Jewish American Life, 1700 to 1914
In 1654, the first group of Jews arrived in colonial America.
They were 23 Sephardic refugees who were fleeing Brazil, which had been recently captured by the Portuguese. Sometimes dubbed the "Jewish Pilgrim Fathers," these Sephardic Jews docked in New Amsterdam (later New York), seeking permission to reside among the locals, and hoping to conduct trade.
The Christian colonials in America were not all pleased to welcome these Jews. Peter Stuyvesant, governor of New Amsterdam, tried to have the Jews expelled from the city. He was unsuccessful at that, but still Jews were limited in how they could participate in local trade. However, as the years went on and the Jews in America became more influential, they were accorded increasingly more rights.
Up until the American Revolution, adventurous Jewish merchants--both Sephardic and Ashkenazic--established homes in New Amsterdam and other American colonial ports, including Newport, Philadelphia, Charleston, and Savannah.
However, the earliest American Jewish communities all followed Sephardic customs; the rational and refined aesthetic of Sephardic practices appealed to Jewish colonials, Sephardic and Ashkenazic alike.

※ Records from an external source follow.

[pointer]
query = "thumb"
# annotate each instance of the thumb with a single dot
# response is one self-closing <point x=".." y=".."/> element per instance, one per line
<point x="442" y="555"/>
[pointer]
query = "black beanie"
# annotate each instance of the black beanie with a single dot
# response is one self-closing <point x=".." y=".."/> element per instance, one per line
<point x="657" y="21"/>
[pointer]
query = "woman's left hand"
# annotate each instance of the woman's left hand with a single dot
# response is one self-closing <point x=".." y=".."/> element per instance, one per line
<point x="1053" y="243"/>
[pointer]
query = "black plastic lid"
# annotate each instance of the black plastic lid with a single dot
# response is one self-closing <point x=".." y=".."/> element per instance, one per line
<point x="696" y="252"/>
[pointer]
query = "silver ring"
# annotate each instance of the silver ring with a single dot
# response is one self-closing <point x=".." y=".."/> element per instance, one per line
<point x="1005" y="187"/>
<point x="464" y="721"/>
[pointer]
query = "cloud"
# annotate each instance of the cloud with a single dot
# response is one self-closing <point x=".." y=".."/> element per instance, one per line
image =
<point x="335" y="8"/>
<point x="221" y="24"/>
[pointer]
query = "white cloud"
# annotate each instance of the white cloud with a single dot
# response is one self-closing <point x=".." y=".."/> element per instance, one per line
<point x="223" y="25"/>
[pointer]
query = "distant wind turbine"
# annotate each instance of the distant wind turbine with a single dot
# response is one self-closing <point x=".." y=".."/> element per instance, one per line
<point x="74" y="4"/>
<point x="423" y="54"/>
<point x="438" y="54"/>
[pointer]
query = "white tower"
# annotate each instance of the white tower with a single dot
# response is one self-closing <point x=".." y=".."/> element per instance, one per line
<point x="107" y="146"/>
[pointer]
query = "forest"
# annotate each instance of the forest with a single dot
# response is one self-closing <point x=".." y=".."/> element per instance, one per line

The first American synagogue, Shearith Israel in New York, was completed in 1730. Until the early 19th century, this Sephardic synagogue made it mandatory for every Jew who arrived in the city to affiliate with and contribute to it.
At the time of the American Revolutionary War (1775-1783), the loyalties of Jewish colonials were divided, with a sizeable majority favoring the Patriot vision of an independent America. About 100 Jews fought in the war on both sides, and many more were driven from their homes because of British attacks.
After American independence was declared in 1776, and the Constitution ratified in 1788, Jews were afforded what the historian of American Judaism Jonathan Sarna calls "an unprecedented degree of equal footing." In a famous 1790 letter to the Jewish Congregation in Newport, George Washington reassured the Jewish community of its religious liberty, and even hinted that America might prove something of a Promised Land for Jews.
Many Jews from abroad arrived to make good on this promise. Between 1815 and the eve of the Civil War, two million German-speaking Europeans migrated to the United States, including thousands of Jews. With this second wave of immigration, the character of American Jewish practice shifted from Sephardic to Ashkenazic tradition.